Dopo “This Is Not a Film” e “Closed Courtain”, con la fine degli arresti domiciliari Jafar Panahi si mette alla guida di un taxi e si prende gioco della sua condanna, o forse più semplicemente cerca di sdrammatizzare la sua condizione di bandito del cinema. Se da un lato è naturale giudicare il film in base alle vicende personali del regista, è anche evidente che la condanna è conseguenza del suo lavoro, sulla sua indagine sui rapporti umani e del potere delle immagini sugli individui e sulla società. Sarebbe un peccato vedere questo film (ed i precedenti) solo nell’ottica della critica e della protesta contro un regime oppressivo e censorio. Il corto circuito per cui un governo si arroga il diritto di decidere quanto la finzione sia “veramente finta”, visto che la verità non può essere mostrata, e sul ruolo dei mezzi di comunicazione di massa in quanto veicoli di verità accettabili, è fin troppo presente anche nelle nostre cosiddette democrazie occidentali, in cui sono le case di distribuzione ad assumersi il ruolo di giudici facendo scomparire film scomodi, cosa che dovrebbe generare un po’ di inquietudine sui rapporti tra libero mercato e governi.
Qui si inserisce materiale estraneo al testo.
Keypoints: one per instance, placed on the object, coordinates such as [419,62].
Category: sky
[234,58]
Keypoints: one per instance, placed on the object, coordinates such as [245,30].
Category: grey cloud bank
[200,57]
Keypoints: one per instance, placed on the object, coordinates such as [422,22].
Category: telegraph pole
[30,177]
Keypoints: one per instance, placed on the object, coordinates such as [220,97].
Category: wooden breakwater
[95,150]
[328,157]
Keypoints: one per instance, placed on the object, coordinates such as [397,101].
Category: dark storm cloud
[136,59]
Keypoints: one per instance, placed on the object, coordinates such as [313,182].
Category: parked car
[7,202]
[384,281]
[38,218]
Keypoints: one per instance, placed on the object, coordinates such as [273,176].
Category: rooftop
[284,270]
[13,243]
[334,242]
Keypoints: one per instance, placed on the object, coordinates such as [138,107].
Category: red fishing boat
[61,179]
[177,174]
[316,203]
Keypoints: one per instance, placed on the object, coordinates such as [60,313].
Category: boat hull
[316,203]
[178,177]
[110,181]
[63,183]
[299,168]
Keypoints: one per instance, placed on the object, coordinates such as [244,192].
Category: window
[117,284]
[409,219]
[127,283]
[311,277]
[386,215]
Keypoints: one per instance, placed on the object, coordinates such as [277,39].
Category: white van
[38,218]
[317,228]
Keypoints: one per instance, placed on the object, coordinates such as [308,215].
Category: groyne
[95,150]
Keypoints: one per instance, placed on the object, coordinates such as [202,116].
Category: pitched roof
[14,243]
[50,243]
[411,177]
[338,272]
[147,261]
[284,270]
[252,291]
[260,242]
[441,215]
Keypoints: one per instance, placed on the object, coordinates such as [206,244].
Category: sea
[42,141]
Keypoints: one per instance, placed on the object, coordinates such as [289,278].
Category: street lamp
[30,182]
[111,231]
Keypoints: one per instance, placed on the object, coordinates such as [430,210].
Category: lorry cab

Panahi avrebbe potuto realizzare il suo film totalmente in interni, per dare meno nell’occhio, e invece mostra tutta la città, dal punto di vista di qualcuno che per scelta o per necessità ha bisogno di un espediente per potersi esprimere, e alla limitazione dei contatti risponde con l’ascolto di tante storie e il confronto con tante persone. L’unità del racconto è affidata al taxi, quindi uno spazio limitato, ma anche mezzo con il quale si può andare ovunque, perfetta metafora del cinema. Movimento contro blocco, libera espressione dei sentimenti contro segregazione, in otto capitoli sui differenti usi e ruoli della videocamera nella società iraniana, necessariamente e significativamente senza titoli di testa né di coda.

Le immagini sono ottenute tramite piccole telecamere digitali, al tempo stesso simbolo di libertà ma anche di discrezione, segretezza, controllo. Quanto ai dialoghi, a parte un paio di sequenze, non è mai del tutto chiaro se si tratta sempre di pura improvvisazione e scene di vita reale oppure di finzione ben orchestrata. Questo mix di verità documentaria e messa in scena è chiaramente funzionale al continuo chiedersi cosa è reale, lecito, legale contro cosa è falso, criminale; ed è bene sempre ricordarsi che si tratta del lavoro di un regista che è stato condannato per aver girato dei film e che ci (si) interroga sulla finzione e di come con le immagini sia facile ingannare, soprattutto se lo spettatore (o il governo iraniano) vogliono essere ingannati.